HRD ministry seeks Rs 45,000 cr every yr to implement RTE
The HRD ministry has sought Rs 45,000 crore every year from the next financial year to implement the watershed Right To Education law. It is almost double than what the ministry had received for elementary education in the 11th five year plan.delhi Updated: Aug 09, 2011 00:13 IST
The HRD ministry has sought Rs 45,000 crore every year from the next financial year to implement the watershed Right To Education law. It is almost double than what the ministry had received for elementary education in the 11th five year plan.
In a presentation made to the Planning Commission for 12th five year plan starting from 2011-12, the ministry complained that although Rs 1.84 crore was allocated for elementary education in the 11th plan the final allocation was just Rs 1.44 crore, thereby hampering the implementation of the RTE.
The law provides for mandatory education to all children in the age group of 6-14 years of age. Under its flagship programme Sarva Siksha Abhiyan the ministry has been able to achieve over 95 % of enrollment at primary level the quality of education being delivered is still an issue of concern.
Anshu Vaish, secretary department of school education and literacy, told a panel’s sub-group highlighted the shortage of teachers as a major reason for not desirable levels of quality of education in schools.
R Chandramohan, advisor (education) in the ministry said over one million additional teachers have been deployed but there was very little amelioration in learning levels, reading and comprehension skills. "Wide gaps in quality of education in terms of schools by management, region and social and gender is a matter of concern," he said.

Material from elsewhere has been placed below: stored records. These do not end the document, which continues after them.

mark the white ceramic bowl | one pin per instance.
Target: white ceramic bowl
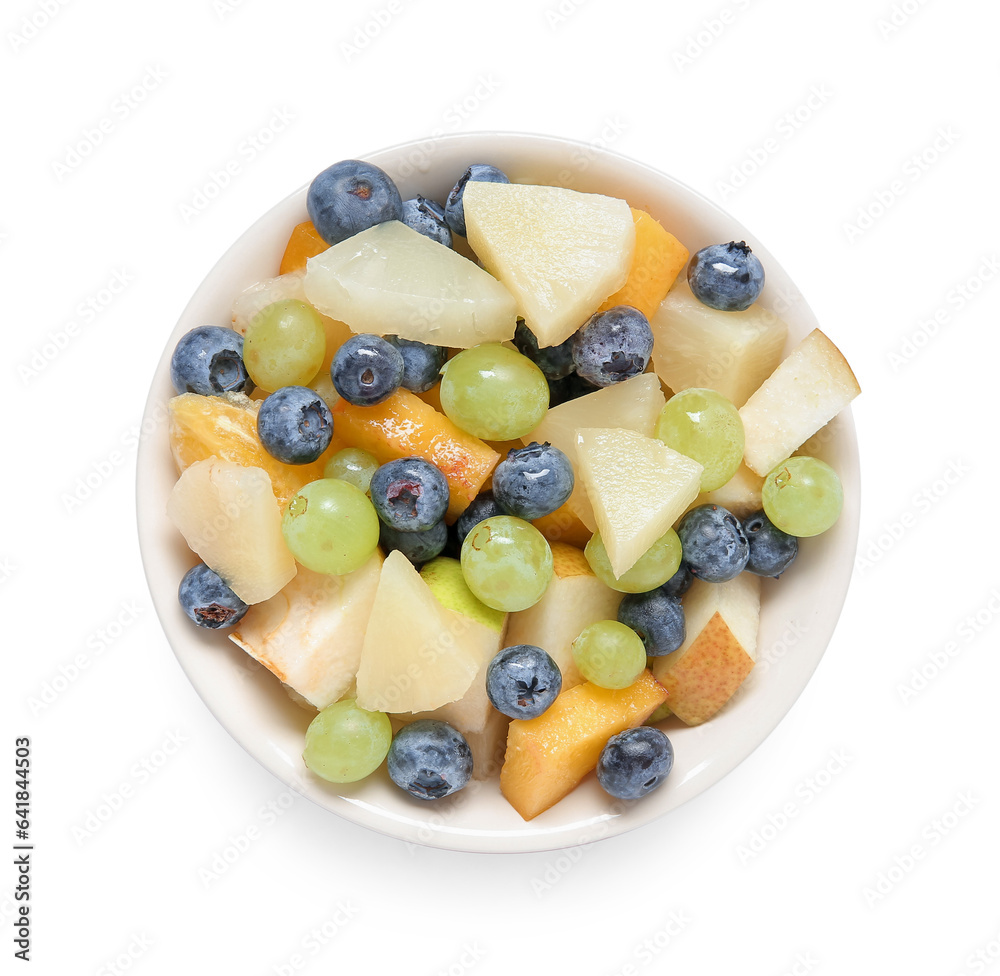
(799, 611)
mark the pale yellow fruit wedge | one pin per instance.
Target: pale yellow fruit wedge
(229, 516)
(392, 280)
(638, 487)
(559, 252)
(730, 352)
(416, 655)
(310, 634)
(574, 599)
(721, 622)
(634, 404)
(810, 387)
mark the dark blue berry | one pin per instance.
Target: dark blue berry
(613, 346)
(409, 494)
(555, 362)
(454, 211)
(656, 617)
(208, 600)
(418, 547)
(429, 759)
(351, 196)
(726, 276)
(771, 550)
(367, 370)
(421, 363)
(295, 425)
(714, 546)
(427, 217)
(522, 681)
(635, 762)
(533, 481)
(209, 360)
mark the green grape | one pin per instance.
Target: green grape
(802, 496)
(609, 654)
(507, 563)
(345, 743)
(704, 426)
(284, 345)
(330, 526)
(352, 465)
(493, 392)
(652, 569)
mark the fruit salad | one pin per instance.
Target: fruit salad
(490, 484)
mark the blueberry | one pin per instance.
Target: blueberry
(522, 681)
(714, 546)
(209, 360)
(726, 276)
(533, 481)
(367, 370)
(427, 217)
(418, 547)
(656, 617)
(421, 363)
(351, 196)
(429, 759)
(635, 762)
(680, 582)
(454, 212)
(482, 507)
(208, 600)
(613, 346)
(771, 550)
(555, 362)
(295, 425)
(409, 494)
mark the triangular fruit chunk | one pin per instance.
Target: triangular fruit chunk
(638, 487)
(559, 252)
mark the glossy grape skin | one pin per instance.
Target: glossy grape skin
(331, 527)
(609, 654)
(652, 569)
(704, 426)
(493, 392)
(346, 743)
(507, 563)
(802, 496)
(284, 345)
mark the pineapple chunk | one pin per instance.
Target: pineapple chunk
(811, 386)
(730, 352)
(638, 487)
(547, 756)
(391, 280)
(229, 516)
(559, 252)
(310, 634)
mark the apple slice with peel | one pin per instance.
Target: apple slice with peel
(810, 387)
(721, 621)
(310, 634)
(638, 487)
(574, 599)
(559, 252)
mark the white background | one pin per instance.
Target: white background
(833, 112)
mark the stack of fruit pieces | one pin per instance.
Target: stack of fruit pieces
(457, 509)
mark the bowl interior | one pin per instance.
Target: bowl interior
(250, 703)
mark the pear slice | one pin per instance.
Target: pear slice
(559, 252)
(638, 487)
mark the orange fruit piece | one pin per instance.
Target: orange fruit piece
(225, 427)
(405, 426)
(547, 756)
(303, 243)
(658, 258)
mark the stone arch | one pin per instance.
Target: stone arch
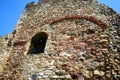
(38, 43)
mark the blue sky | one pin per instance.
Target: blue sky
(12, 9)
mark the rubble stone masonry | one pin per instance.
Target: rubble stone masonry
(63, 40)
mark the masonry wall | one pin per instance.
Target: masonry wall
(83, 42)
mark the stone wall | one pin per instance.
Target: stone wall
(83, 42)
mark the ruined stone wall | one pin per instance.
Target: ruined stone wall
(83, 42)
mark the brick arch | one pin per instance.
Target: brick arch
(89, 18)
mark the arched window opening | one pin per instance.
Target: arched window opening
(38, 43)
(89, 31)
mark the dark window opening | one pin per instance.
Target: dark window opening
(89, 31)
(38, 43)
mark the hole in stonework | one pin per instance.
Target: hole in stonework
(89, 31)
(38, 43)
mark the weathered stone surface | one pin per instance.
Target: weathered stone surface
(82, 42)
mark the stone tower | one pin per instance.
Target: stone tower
(63, 40)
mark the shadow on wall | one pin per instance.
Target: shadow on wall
(38, 43)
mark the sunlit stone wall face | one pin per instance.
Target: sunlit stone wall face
(82, 42)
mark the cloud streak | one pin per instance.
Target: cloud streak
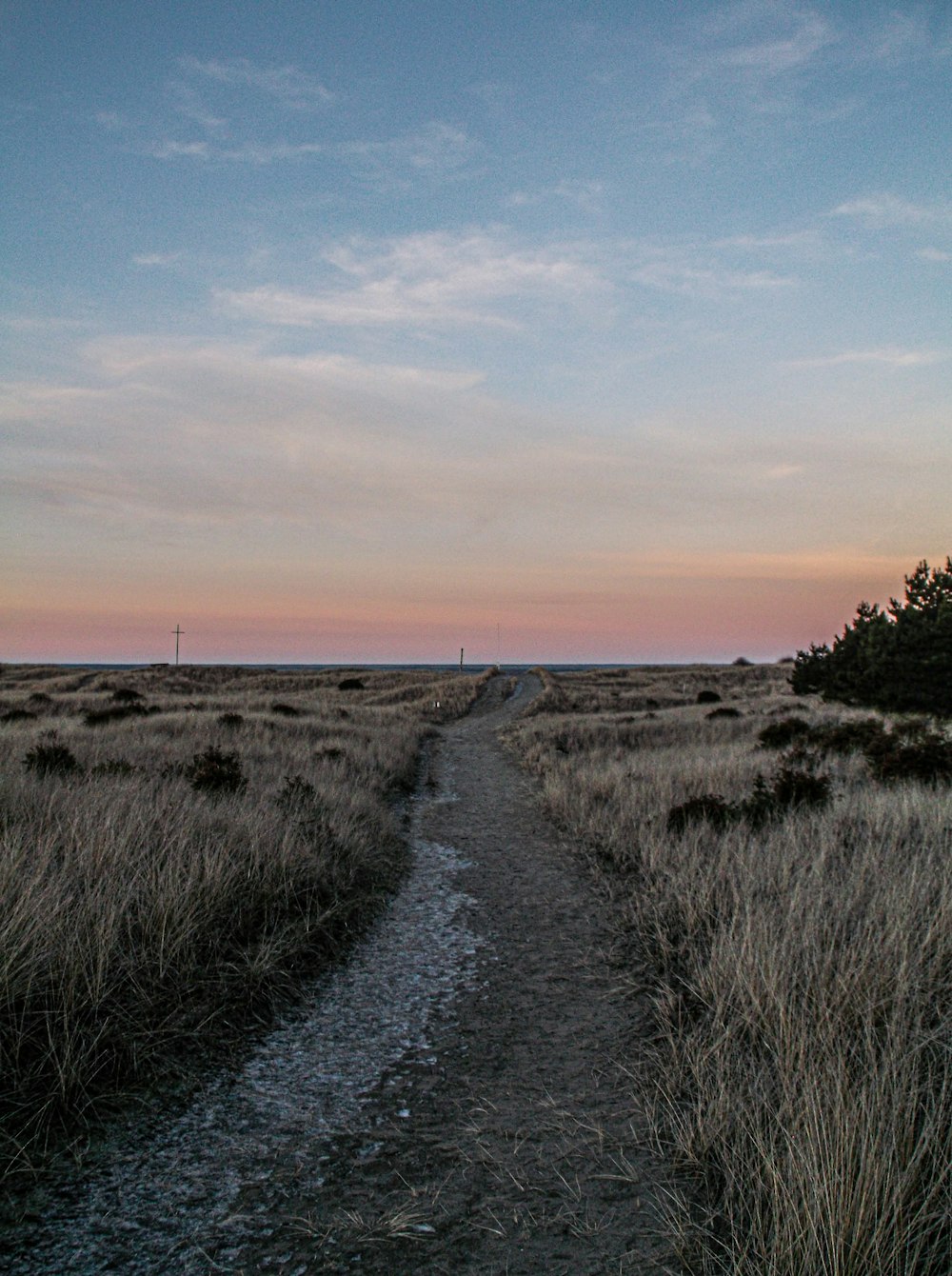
(286, 85)
(888, 356)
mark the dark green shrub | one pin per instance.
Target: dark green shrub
(51, 759)
(899, 659)
(216, 772)
(779, 735)
(847, 736)
(115, 713)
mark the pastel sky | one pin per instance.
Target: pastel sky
(367, 332)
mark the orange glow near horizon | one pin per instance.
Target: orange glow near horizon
(662, 616)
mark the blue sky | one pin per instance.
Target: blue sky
(344, 332)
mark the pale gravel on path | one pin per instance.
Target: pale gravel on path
(450, 1100)
(514, 1145)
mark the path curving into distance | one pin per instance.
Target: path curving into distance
(446, 1102)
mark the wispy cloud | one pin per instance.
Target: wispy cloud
(670, 274)
(889, 355)
(585, 194)
(288, 85)
(435, 150)
(172, 150)
(160, 259)
(764, 38)
(424, 281)
(882, 210)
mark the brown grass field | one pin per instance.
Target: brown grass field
(157, 897)
(801, 965)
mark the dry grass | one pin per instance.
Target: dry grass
(802, 972)
(143, 918)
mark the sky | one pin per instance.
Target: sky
(605, 332)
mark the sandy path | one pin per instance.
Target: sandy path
(509, 1147)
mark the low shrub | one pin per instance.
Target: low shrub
(296, 795)
(51, 759)
(113, 768)
(926, 755)
(113, 713)
(787, 788)
(707, 807)
(847, 736)
(216, 772)
(779, 735)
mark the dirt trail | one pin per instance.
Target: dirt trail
(509, 1146)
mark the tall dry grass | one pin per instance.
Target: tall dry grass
(141, 918)
(802, 974)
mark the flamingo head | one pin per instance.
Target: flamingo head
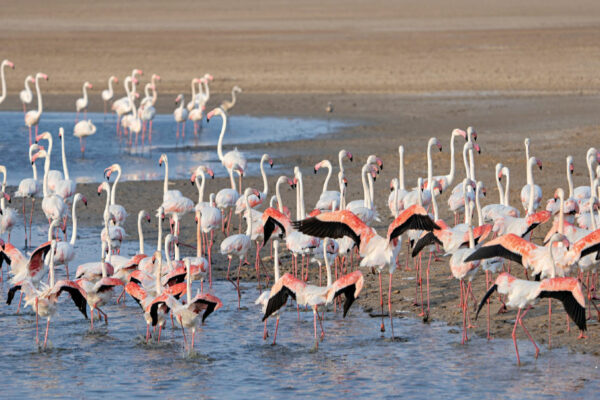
(44, 135)
(40, 154)
(471, 133)
(163, 158)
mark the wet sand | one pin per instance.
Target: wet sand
(403, 72)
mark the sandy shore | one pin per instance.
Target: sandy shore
(402, 71)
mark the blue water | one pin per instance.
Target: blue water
(232, 360)
(141, 162)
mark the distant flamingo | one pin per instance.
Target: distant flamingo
(108, 94)
(180, 114)
(26, 95)
(32, 118)
(29, 188)
(4, 64)
(82, 102)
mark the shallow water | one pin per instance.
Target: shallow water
(141, 162)
(232, 360)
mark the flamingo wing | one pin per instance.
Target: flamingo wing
(413, 218)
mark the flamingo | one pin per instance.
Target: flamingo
(8, 219)
(4, 64)
(65, 251)
(311, 295)
(188, 315)
(240, 204)
(376, 251)
(82, 102)
(148, 112)
(173, 201)
(180, 114)
(239, 244)
(53, 205)
(29, 188)
(66, 187)
(113, 234)
(232, 160)
(522, 294)
(32, 118)
(117, 211)
(26, 95)
(108, 94)
(530, 208)
(44, 302)
(227, 105)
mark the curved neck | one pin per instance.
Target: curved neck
(276, 259)
(114, 188)
(110, 90)
(507, 189)
(450, 176)
(74, 233)
(264, 175)
(39, 93)
(278, 195)
(141, 233)
(500, 188)
(64, 156)
(248, 216)
(166, 179)
(85, 93)
(3, 79)
(326, 183)
(220, 143)
(159, 242)
(401, 171)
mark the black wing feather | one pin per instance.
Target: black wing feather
(269, 227)
(278, 301)
(485, 252)
(427, 239)
(416, 222)
(11, 293)
(572, 307)
(484, 299)
(322, 229)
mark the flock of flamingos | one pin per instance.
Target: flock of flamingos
(335, 234)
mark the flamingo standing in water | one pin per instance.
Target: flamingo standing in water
(522, 294)
(180, 114)
(65, 251)
(227, 105)
(44, 301)
(4, 64)
(187, 314)
(82, 102)
(32, 118)
(232, 160)
(26, 95)
(29, 188)
(108, 94)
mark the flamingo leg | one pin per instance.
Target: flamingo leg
(514, 336)
(390, 306)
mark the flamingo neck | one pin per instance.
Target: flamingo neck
(74, 233)
(401, 171)
(64, 156)
(39, 94)
(450, 176)
(276, 272)
(329, 171)
(114, 188)
(264, 176)
(220, 143)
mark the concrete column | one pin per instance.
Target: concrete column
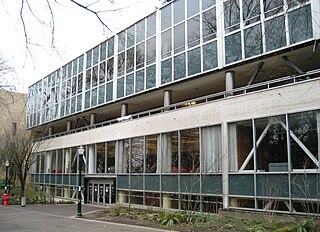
(67, 165)
(121, 197)
(225, 166)
(167, 98)
(69, 125)
(92, 119)
(50, 130)
(48, 162)
(124, 110)
(166, 201)
(91, 158)
(230, 81)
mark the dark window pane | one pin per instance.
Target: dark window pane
(275, 33)
(130, 36)
(233, 47)
(231, 15)
(101, 94)
(103, 51)
(166, 16)
(129, 84)
(121, 41)
(151, 50)
(253, 41)
(194, 61)
(166, 44)
(109, 92)
(110, 69)
(140, 31)
(121, 64)
(120, 88)
(193, 31)
(209, 25)
(192, 7)
(130, 60)
(208, 3)
(151, 25)
(166, 71)
(179, 66)
(179, 38)
(139, 81)
(140, 55)
(272, 7)
(102, 71)
(251, 11)
(151, 77)
(178, 10)
(300, 24)
(111, 47)
(210, 56)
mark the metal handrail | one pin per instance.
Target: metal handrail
(283, 81)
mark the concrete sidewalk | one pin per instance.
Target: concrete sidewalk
(58, 218)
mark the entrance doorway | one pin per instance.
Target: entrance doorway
(101, 192)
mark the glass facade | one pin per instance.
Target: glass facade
(186, 34)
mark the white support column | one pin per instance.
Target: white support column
(315, 15)
(92, 119)
(91, 159)
(48, 162)
(230, 81)
(225, 166)
(67, 164)
(124, 110)
(69, 125)
(167, 98)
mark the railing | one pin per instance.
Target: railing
(314, 74)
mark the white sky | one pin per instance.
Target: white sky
(76, 31)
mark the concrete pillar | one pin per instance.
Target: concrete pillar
(48, 162)
(92, 119)
(233, 202)
(67, 164)
(69, 125)
(50, 130)
(124, 110)
(91, 158)
(230, 81)
(225, 166)
(121, 197)
(166, 201)
(167, 98)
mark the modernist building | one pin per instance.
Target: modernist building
(201, 105)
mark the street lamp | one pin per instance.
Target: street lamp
(80, 152)
(5, 187)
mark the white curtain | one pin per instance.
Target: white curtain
(211, 149)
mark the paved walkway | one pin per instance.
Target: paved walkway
(57, 218)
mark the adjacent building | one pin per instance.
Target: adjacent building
(201, 105)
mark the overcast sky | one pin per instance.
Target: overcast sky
(76, 31)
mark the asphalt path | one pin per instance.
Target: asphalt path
(58, 218)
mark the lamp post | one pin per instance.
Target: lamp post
(80, 152)
(5, 187)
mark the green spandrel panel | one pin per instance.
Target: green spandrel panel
(273, 185)
(241, 184)
(170, 183)
(122, 181)
(136, 182)
(300, 24)
(212, 184)
(152, 183)
(190, 184)
(305, 186)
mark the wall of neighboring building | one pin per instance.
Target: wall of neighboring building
(13, 112)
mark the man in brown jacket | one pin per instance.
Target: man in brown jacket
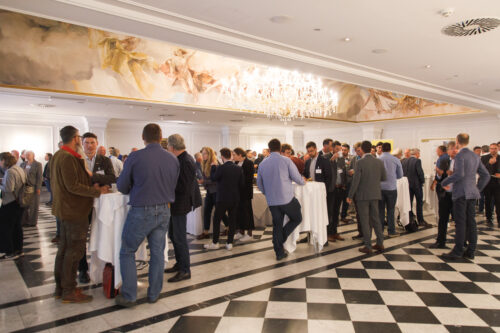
(73, 196)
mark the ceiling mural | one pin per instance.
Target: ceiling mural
(49, 55)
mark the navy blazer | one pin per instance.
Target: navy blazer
(230, 182)
(467, 165)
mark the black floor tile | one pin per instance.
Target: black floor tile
(288, 295)
(284, 325)
(325, 311)
(246, 309)
(362, 297)
(195, 324)
(468, 329)
(398, 257)
(481, 277)
(369, 327)
(322, 283)
(377, 265)
(413, 314)
(441, 299)
(394, 285)
(418, 251)
(436, 266)
(463, 287)
(415, 275)
(352, 273)
(490, 317)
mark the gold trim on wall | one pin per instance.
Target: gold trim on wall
(219, 108)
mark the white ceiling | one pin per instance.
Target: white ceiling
(465, 70)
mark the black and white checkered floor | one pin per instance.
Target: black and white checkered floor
(408, 288)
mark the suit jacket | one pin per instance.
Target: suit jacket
(248, 172)
(185, 190)
(71, 187)
(230, 181)
(368, 174)
(412, 169)
(103, 172)
(323, 175)
(34, 174)
(492, 169)
(467, 165)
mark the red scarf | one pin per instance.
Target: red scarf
(71, 151)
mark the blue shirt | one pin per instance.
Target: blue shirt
(394, 171)
(275, 177)
(149, 176)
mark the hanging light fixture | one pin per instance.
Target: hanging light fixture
(279, 93)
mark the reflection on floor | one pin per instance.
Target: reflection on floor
(408, 288)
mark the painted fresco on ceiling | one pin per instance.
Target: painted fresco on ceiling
(38, 53)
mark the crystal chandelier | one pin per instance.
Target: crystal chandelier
(279, 93)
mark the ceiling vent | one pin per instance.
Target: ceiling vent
(471, 27)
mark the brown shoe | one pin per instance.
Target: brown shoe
(338, 237)
(364, 249)
(202, 236)
(77, 297)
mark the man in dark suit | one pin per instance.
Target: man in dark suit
(185, 201)
(230, 182)
(365, 188)
(492, 191)
(465, 192)
(101, 172)
(319, 169)
(245, 210)
(412, 169)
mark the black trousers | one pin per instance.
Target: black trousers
(492, 201)
(221, 207)
(445, 209)
(11, 230)
(177, 234)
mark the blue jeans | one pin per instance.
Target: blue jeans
(464, 211)
(149, 222)
(388, 201)
(280, 233)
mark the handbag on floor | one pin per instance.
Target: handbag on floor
(108, 281)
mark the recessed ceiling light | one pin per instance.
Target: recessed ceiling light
(280, 19)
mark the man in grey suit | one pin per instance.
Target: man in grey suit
(365, 188)
(464, 194)
(33, 171)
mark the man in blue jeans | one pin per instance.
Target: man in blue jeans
(274, 180)
(149, 177)
(394, 171)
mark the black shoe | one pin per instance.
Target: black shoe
(83, 277)
(437, 246)
(281, 256)
(123, 302)
(180, 276)
(469, 256)
(450, 256)
(172, 269)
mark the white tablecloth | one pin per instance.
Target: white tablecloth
(312, 198)
(261, 214)
(110, 212)
(403, 205)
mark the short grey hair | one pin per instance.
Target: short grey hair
(176, 141)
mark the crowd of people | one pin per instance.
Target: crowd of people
(163, 183)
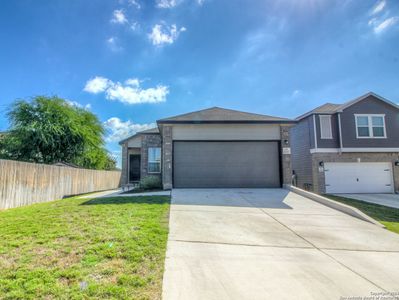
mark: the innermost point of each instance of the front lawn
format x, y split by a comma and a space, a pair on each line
84, 248
385, 215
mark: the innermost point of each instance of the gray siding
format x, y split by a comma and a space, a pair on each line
370, 105
301, 139
328, 143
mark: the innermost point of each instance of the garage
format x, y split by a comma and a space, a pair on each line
365, 177
218, 164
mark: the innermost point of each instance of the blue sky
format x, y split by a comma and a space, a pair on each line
133, 61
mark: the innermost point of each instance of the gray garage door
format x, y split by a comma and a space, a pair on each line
226, 164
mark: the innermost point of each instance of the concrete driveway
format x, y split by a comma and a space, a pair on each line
272, 244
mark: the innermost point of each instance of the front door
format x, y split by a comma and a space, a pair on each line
134, 167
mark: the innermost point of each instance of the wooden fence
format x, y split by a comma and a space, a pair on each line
24, 183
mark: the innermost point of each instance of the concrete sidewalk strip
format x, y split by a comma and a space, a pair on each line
118, 193
272, 244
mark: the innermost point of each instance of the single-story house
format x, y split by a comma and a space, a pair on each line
211, 148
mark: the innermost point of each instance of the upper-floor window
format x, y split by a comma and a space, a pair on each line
154, 160
370, 126
325, 127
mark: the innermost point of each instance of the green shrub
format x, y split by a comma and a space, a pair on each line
150, 183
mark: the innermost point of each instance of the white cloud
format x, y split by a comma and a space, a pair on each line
113, 44
381, 23
134, 3
118, 130
135, 26
119, 17
167, 3
296, 93
385, 24
96, 85
378, 7
161, 35
129, 92
77, 104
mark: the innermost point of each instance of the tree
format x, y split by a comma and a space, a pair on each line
49, 130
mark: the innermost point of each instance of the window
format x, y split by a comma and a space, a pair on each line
325, 127
154, 160
370, 126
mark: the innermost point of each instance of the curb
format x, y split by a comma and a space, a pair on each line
349, 210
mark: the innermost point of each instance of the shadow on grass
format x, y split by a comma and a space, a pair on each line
128, 200
376, 211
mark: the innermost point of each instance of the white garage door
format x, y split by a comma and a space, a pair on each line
358, 177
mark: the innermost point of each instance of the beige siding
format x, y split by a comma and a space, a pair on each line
27, 183
226, 132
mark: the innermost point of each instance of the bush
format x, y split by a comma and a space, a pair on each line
150, 183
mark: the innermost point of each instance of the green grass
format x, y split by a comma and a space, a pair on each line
384, 214
84, 249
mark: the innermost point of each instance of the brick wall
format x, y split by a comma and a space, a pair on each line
167, 147
147, 141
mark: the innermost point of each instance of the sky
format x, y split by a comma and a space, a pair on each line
132, 62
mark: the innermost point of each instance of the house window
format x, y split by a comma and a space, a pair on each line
325, 127
154, 160
370, 126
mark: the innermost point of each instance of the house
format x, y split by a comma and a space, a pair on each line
348, 148
214, 147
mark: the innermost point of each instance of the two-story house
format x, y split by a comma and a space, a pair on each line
348, 148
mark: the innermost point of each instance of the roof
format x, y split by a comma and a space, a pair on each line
151, 130
330, 108
223, 115
327, 108
154, 130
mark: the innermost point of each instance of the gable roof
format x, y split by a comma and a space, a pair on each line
223, 115
154, 130
330, 108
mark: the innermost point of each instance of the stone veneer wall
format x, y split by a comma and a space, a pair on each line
125, 162
167, 154
147, 141
285, 158
319, 178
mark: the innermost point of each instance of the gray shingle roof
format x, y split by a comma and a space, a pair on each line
151, 130
330, 108
154, 130
221, 115
327, 108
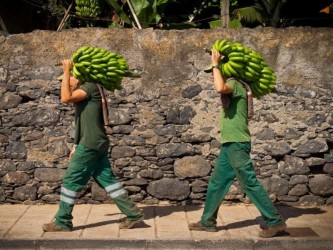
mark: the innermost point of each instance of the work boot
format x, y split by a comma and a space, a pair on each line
199, 227
52, 227
271, 231
127, 224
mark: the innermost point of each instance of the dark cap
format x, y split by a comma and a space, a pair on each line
208, 69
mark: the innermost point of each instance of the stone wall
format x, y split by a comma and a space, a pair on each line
165, 125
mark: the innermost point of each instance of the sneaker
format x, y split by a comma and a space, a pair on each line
272, 231
199, 227
52, 227
127, 224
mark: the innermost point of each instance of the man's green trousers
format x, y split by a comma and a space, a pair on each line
87, 163
234, 161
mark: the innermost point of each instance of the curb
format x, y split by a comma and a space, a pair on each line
225, 244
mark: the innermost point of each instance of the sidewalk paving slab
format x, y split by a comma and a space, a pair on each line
165, 227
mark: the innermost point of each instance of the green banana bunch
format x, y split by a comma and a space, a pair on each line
246, 64
101, 66
87, 8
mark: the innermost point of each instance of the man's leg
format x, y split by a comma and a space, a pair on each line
219, 183
105, 178
76, 177
246, 176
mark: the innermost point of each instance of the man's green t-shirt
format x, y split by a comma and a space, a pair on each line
234, 121
89, 125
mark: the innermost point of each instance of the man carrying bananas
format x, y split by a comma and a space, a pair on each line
89, 158
234, 158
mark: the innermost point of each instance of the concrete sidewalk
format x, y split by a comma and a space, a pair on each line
165, 227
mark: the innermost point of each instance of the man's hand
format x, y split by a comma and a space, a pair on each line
72, 152
67, 65
216, 57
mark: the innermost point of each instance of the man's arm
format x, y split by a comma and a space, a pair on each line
68, 96
219, 80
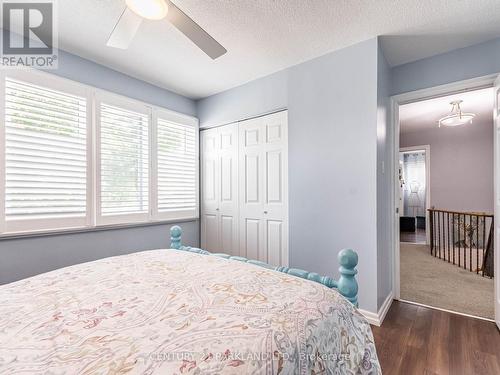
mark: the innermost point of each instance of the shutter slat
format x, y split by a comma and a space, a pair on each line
45, 152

Vaish emphasized on a need for allocation of Rs 45,000 crore per year to bring all the schools under the ambit of SSA-RTE harmonization, which could be 65 % the Centre will pay to states under fund sharing mechanism.
The ministry, however, wants differential funding pattern for educationally backward states such as Bihar, West Bengal and Uttar Pradesh to bring out of school children into the education fold.
Having an open school even for elementary education was an alternative suggested by National Institute of Open Schools (NIOS) to provide education to out of school. The NIOS provides open schooling only at secondary and higher secondary levels.